What You Store Your Ice Cream Next To Actually Matters

Whether you prefer the convenience of store-bought containers of ice cream or have decided to go the homemade route, there's nothing worse than opening up a pint or gallon of your favorite flavor of ice cream, only to have it smell (and taste) funky, and not in a good way — no one wants their Ben & Jerry's Phish Food to actually taste like fish, or to have their pint of Jeni's Gooey Butter Cake morph into a twisted and unbalanced take on Jeni's Everything Bagel Ice Cream.

Turns out, storing your ice cream next to that package of frozen fish sticks or that leftover pasta sauce with extra garlic and onions was a bad idea. That's because dairy products tend to absorb odors easily from their environment, even when they're in a frozen form like ice cream. To prevent your ice cream from picking up unwanted odors, and ruining an otherwise pristine and perfectly tasty treat, you need to be mindful of where you're storing your ice cream and keep it away from anything with a strong smell.

Ice cream storage tips

Besides paying attention to what you're storing your ice cream next to, there are a few other tricks you can utilize to maintain your ice cream at optimum condition for maximum enjoyment. For one, make sure you keep the lid to the ice cream container tightly closed. As an extra layer of protection, the International Dairy Foods Association recommends adding a piece of plastic wrap or waxed paper between the lid and the ice cream, preferably pressed against the ice cream itself. Finally, you can place your carton in a Ziploc bag and squeeze out the excess air before storing it in the freezer to keep your ice cream perfectly scoopable and to minimize both odor absorption and the formation of texture destroying ice crystals.

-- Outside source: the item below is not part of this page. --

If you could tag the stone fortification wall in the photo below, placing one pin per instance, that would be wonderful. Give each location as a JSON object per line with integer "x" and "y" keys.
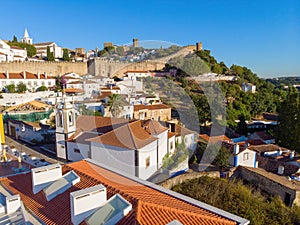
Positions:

You also want to make sure your freezer is cold enough — ideally between -5 F and 0 F— and to avoid storing your ice cream in the freezer door, as that would subject it to frequent temperature fluctuations and increase the likelihood of freezer burn. It's best to store ice cream at the back of your freezer where it's more likely to stay cold, or better yet, in a separate chest freezer if you happen to have one. Just make sure you don't store anything smelly next to it.